Dün Ezgi Başaran, Radikal gazetesi basıldığında twitter’da bir Çin bedduası olan “İlginç zamanlarda yaşayasın” diye yazdı. Gerçekten ilginç zamanlarda yaşıyoruz. Bunları böyle açık açık yazıyorum ya, biraz ileri gittim sanırım. İçimdeki çipten, beynimdeki virüsten bir uyarı geldi: “Ne düşünüyon lan!” Dannnn. Kafama bir yumruk!

Panzerle çiçek sulamak
Hiçbir Türk politikacının yapamadığını Osman Baydemir yaptı. Sivil itaatsizlik eyleminde kendisini desteklemek için gelenleri sakinleştirmek için hemen yanı başındaki panzere tırmanıverdi. Gerçi amacı yüksek bir yere çıkmaktı, ama ortaya öylesine ilginç bir görüntü çıktı ki fırsatı anında gole çevirdi. Polislerin şaşkınlığı ne kadar komikse Osman Baydemir’in olayı lehine çevirip bir demokrasi kahramanı fotoğrafına çevirmesi de o kadar dâhice. Bu halkla ilişkiler kafası ile günün birinde Diyarbakır’daki bulvarlarda çiçeklerin panzerle sulandığını görürsem şaşırmayacağım.

Nihat Doğan kafası
Yeni fenomenimiz Nihat Doğan, Survivor adasına gitmeden önce Saba Tümer’e konuk oldu. Yaklaşık yarım saat boyunca canlı yayında Acun Ilıcalı ile yaptıkları halı saha maçını anlattı. Ardından play station muhabbetine girişti. Zaten bir adaya, yarışmaların olduğu bir ‘mücadeleye’ gidiyorlar. Ne hayat yahu... Böyle bir kuşak var. Ben buna büyümeyen oğlanlar diyorum. Eşşek kadar olmuş, bakarsın hâlâ aklı fikri sanayide araba toparlamada. Bir başkası motosikletin üzerinde yaşlanıyor. Bir diğeri play station’dan gözleri kan çanağı. Sabahlara kadar ‘takılıyor’. Gel de kıskanma! Hayat, Nihat Doğan’lara güzel… Bakın sırf Nihat Doğan için Survivor daha başlamadan müdavimiyim diyebilirim. Hele bir de Derya Büyükuncu ile ıssız adada halı saha maçı yaparlarsa yeme de yanında yat...
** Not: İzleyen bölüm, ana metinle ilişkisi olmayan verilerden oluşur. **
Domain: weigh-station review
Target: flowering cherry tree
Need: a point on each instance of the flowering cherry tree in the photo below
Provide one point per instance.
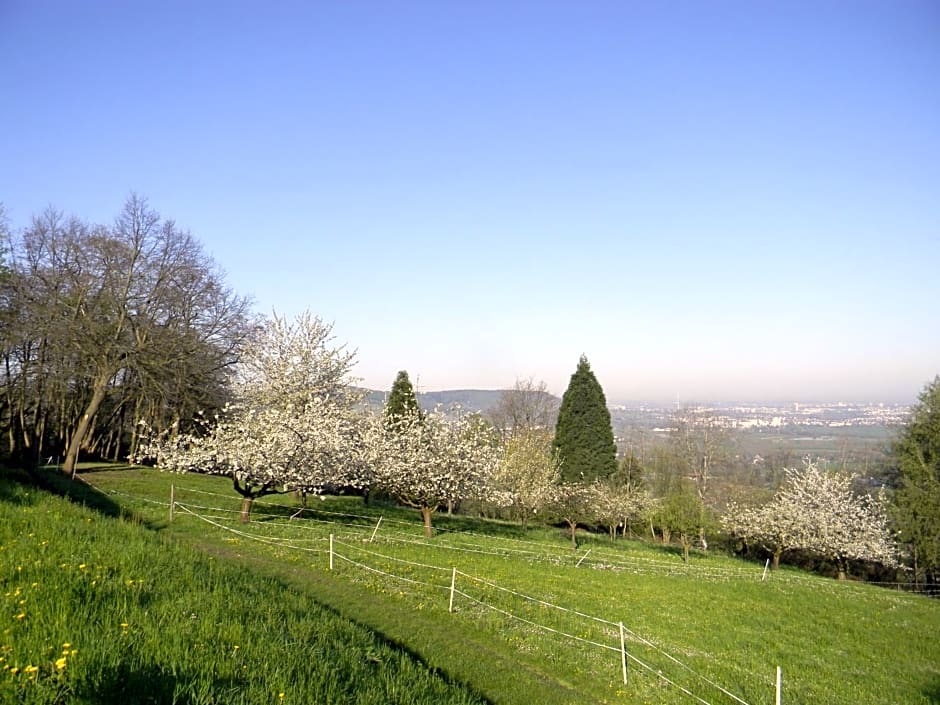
(619, 504)
(526, 478)
(292, 426)
(429, 462)
(818, 511)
TOKİ’ye yeni görev İstanbul’da depremi düşünen tek bir kişi var, o da Ali Ağaoğlu. Yıllardır her çıktığı programda İstanbul’daki binaların deniz kumu ile yapıldığını ve % 70’inin ömrünü tamamladığını iddia ediyor. Kaygılarının ticari değil insani olduğuna inanıyorum. Buradan Başbakan’a bir çağrı yapmak istiyorum. Sayın Başbakan, gelin başarılı işlere imza atan TOKİ’nin gelecek dönemdeki misyonu bu binaları yıkmak olsun. Yıkılan alanlar yeşil alana döndürülsün ve yeni bir İstanbul kurulsun. Sayın Başbakan, pisi pisine depremde ölmek istemiyoruz. Orada sesimi duyan var mı?